So it’s official… you’ve just been accepted to study abroad! It’s an exciting feeling but it can also be overwhelming. Today we’re giving you some tips on budgeting abroad. Depending on how you feel about math & money, “budgeting” might sound like a bad word. Although penny pinching can seem overwhelming, it’s one of the best ways to make the most of your time abroad. Today we have some tips to make it easier for you!
1. Keep track of exchange rates
Websites like Yahoo post daily exchange rates for all currencies, making it easy for you to check how much your US dollars are worth on any given day. You can monitor these rates for several days, especially if you plan on withdrawing a large chunk of cash. A few percentage points may not seem like a lot, but depending on how much you’re withdrawing, it can add up to hundreds of dollars.
2. Consider ATM fees & avoid cash exchange counters
Even the best student at budgeting abroad can run into problems with ATM fees! If you’re studying abroad for just one semester, and take money out of an ATM twice per week, you likely will end up spending more than $200 on ATM fees. You can limit how often you use ATM’s by withdrawing as much cash as you feel comfortable carrying (We obviously recommend that you purchase a safe or other storage facility to keep in your room for this cash).
Additionally, keep in mind that currency exchange companies often have the worst exchange rates. These companies are often in very convenient places like airports, but with a little planning ahead, you can avoid using them completely and save yourself a lot of money!
3. Come up with a budgeting abroad plan
Taking steps to save money once you arrive is one thing, but it’s important to know how much you’re spending while you’re abroad, too. In fact, not having a budget is one thing our study abroad alumni often say they wish they had done. Sometimes, students who aren’t budgeting abroad end up running out of money for things like souvenirs and fun experiences.

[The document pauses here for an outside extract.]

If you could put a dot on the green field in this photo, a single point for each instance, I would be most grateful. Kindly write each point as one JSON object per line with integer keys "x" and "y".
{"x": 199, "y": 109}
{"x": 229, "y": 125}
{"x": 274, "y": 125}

One of the easiest ways to budget is to keep an “envelope system”. Dave Ramsey explains it best: Write down all the various expenses you will have abroad on different envelopes; categories like “groceries,” “eating out,” and “souvenirs”. At the start of every month, place the amount you’ve budgeted for the month inside its prospective envelope. Once the money in the envelope runs out, you know you’re out of money for that category! This is a great way to keep track of your cash while abroad and also learn budgeting skills that you can use no matter where you are in life.
No matter what kind of budgeting system you come up with, make sure your parents or guardians are aware of it too!
4. Consider living with a host family – or trying recipes from your host country at home!
Living with a host family is one of the most budget-friendly options for study abroad students. These families provide at least one meal per day. In addition, students have the chance to try authentic cooking from their host country – it’s a win-win! Be sure to check if host families are available in your study abroad location.
Here’s another tip that, with practice, you can take home with you! Studying abroad provides the priceless opportunity to try foods from around the world, but that doesn’t mean you can afford to do that for every meal. Instead, try asking locals or your resident director for classic recipes to try, and making them yourself! Again, this depends on your living situation and if you’ll have a kitchenette. It’s a good question to ask as you figure out your housing.
5. Check your credit card company’s currency conversion fees
If you’re going the credit card route while abroad, be sure to call your credit card company to confirm how much they charge for a currency conversion fee. Usually, this around 1-2%, which is sometimes a far better fee than an ATM withdrawal fee or currency exchange rate. There are also some credit card options that offer zero fees. Do some calling around to see if you qualify.
The important thing to remember is that budgeting abroad makes it possible to make the most of your experience.
When you’re mindful of your finances, you create more money to travel to other countries, more time to volunteer or give back, and you create more priceless memories.